Aparece entre los tres y seis años

De los tres a los seis años el niño atraviesa la fase Edipica (complejo de Edipo en los niños y de Electra en las niñas), coincidiendo con la fase pregenital, en la que se siente atraído por el progenitor del sexo opuesto y ve en el del mismo sexo una especie de contrincante o usurpador del cariño de la madre o del padre. Pasada esta fase se suele crear una mayor unión con la madre, y el padre conecta con los hijos a través de ella.

Es a partir de los seis años cuando el amor a la madre se desexualiza y al perder su significado sexual, se convierte en la base de una relación adulta satisfactoria entre madre e hijo.

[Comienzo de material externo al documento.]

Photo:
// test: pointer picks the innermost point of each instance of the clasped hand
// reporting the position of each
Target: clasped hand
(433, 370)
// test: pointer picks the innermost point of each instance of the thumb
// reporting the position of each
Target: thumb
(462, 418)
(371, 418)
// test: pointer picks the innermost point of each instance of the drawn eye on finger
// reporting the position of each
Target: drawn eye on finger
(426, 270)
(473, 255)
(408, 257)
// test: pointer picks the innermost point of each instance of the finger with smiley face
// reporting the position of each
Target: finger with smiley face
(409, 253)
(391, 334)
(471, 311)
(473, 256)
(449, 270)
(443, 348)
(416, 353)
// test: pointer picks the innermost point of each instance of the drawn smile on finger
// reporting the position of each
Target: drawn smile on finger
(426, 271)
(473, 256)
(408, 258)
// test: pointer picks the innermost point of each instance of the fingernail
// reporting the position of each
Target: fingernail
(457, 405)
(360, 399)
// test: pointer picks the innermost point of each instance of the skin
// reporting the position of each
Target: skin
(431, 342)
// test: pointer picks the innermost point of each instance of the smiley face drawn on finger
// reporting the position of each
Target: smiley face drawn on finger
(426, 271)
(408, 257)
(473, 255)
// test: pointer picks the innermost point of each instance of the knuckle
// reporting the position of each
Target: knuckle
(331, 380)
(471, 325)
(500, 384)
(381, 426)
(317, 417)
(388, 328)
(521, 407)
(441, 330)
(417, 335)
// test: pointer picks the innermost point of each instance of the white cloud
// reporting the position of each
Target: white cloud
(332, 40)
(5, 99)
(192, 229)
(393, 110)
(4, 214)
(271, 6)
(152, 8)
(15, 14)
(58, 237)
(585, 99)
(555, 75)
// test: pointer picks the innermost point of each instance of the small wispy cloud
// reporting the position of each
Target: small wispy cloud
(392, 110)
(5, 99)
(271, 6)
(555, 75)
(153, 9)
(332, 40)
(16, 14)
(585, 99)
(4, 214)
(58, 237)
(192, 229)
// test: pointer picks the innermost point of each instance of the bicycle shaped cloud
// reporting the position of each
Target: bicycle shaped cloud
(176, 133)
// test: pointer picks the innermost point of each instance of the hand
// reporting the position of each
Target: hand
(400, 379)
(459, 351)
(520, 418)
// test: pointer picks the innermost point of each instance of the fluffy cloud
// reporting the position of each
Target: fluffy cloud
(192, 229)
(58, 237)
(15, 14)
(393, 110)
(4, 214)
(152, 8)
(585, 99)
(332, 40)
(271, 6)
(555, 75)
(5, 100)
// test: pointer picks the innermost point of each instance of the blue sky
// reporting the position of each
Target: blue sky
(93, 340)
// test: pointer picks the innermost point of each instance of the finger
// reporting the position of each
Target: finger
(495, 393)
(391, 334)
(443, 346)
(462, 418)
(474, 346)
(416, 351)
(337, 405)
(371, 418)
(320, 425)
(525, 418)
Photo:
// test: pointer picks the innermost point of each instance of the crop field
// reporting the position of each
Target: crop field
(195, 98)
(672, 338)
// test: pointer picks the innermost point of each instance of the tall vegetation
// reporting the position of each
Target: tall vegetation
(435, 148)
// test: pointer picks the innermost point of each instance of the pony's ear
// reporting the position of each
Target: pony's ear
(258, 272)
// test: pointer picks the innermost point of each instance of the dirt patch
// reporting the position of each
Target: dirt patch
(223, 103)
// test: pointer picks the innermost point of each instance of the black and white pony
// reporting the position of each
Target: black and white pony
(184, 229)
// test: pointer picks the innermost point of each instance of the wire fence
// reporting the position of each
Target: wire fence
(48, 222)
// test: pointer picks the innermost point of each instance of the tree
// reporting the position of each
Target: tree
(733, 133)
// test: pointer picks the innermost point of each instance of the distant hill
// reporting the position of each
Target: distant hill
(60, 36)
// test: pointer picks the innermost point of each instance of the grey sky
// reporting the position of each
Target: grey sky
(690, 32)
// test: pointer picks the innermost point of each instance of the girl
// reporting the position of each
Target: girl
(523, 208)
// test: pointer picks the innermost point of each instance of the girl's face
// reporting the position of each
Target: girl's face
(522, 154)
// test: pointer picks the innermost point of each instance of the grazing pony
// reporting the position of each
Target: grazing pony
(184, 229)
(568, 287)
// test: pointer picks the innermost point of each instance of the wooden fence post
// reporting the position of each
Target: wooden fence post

En el caso de las niñas es quizá más complicado. El niño parte de su deseo hacia su madre y finalmente se encauza hacia otras mujeres en su etapa adulta. La niña parte del mismo punto, pero su maduración tiene que atravesar un desarrollo incluso más complicado. También en su caso la madre es su primer amor y la niña la quiere toda para sí misma. El trascurso de una solución normal del complejo de Electra las niñas renuncian al deseo sexual hacia el padre y renuevan la identificación con la madre. Esto supone un requisito previo del logro de la feminidad adulta y de la capacidad para amar a un hombre distinto de su padre.

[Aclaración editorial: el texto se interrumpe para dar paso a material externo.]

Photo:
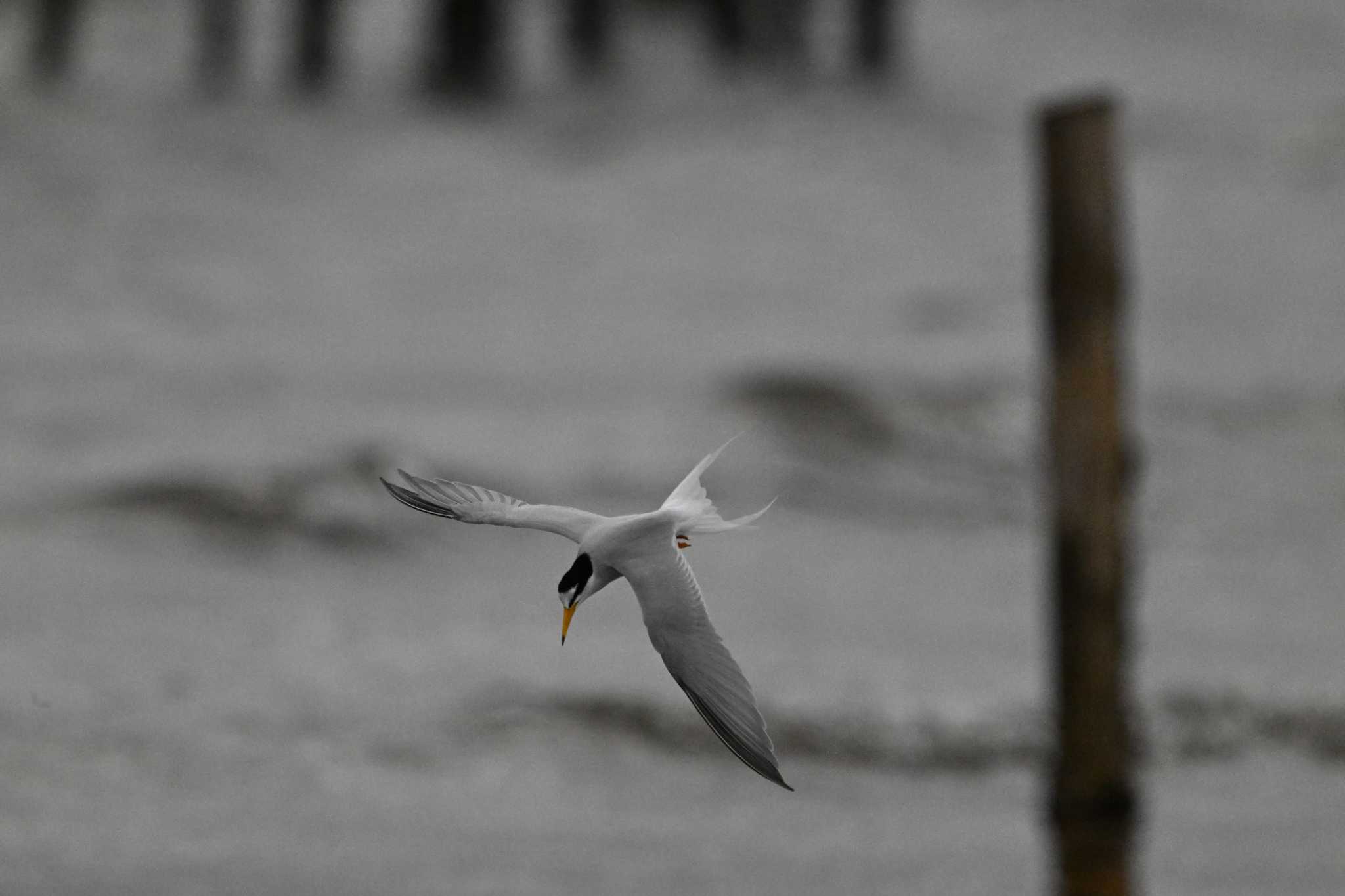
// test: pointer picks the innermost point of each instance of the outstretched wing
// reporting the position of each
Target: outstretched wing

Posteriormente, dentro de un desarrollo normal, el complejo de Edipo es superado al igual que los conflictos que lo acompañan y poco a poco el niño va entrando en una situación de mayor madurez al tiempo que estabiliza las relaciones afectivas con sus padres. La superación del complejo de Edipo es un requisito indispensable para el desarrollo normal de la personalidad.

 

Importante superarlo

El papel del complejo de Edipo, tanto en el desarrollo saludable como en el patológico, es crucial. Su satisfactoria solución es un requisito previo para el funcionamiento maduro no solo desde el punto de vista sexual, sino también desde otros puntos de vista psicológicos. Las vicisitudes en la solución del complejo de Edipo pueden producir en la vida adulta serias dificultades emocionales. Pueden ser la causa de una grave ansiedad y una sensación de culpa; la fuente de trastornos sexuales tanto para el hombre como para la mujer.

 

Consejos saludables para abordar el complejo de Edipo y Elektra

 

  • Es importante saber y reconocer el complejo de Edipo/Elektra como un proceso.
  • Hay que normalizar y no alarmarse ante ciertos comportamientos; es importante para no provocar sentimientos de culpa.
  • La negación de cualquier realidad nos hace participes de las dificultades futuras. En este caso conocer y reconocer hace que tomemos conciencia y lo tomemos como una fase que para nada es patológica, sino perfectamente superable.
  • Existen grados, no todos desarrollamos las mismas conductas ni con la misma intensidad.
  • Siempre que nos encontremos ante un caso que consideremos exagerado procuremos afrontarlo con la máxima comprensión hacia nuestros pequeños. Y siempre podemos recurrir a algún especialista que nos guíe en nuestro caso en particular.
  • Para ellos es un periodo sensible y les hace vulnerables a sentir algún sentimiento de culpa que puede provocar disfuncionalidades en un futuro.
  • Para ayudar a nuestros pequeños a superarlo debemos dejar claro los límites, hacer respetar el espacio vital de los miembros de la familia y ayudarle a encontrar su propio sitio.
  • Hay que evitar la competitividad entre padre y niño por el amor de la madre o madre niña por el amor del padre.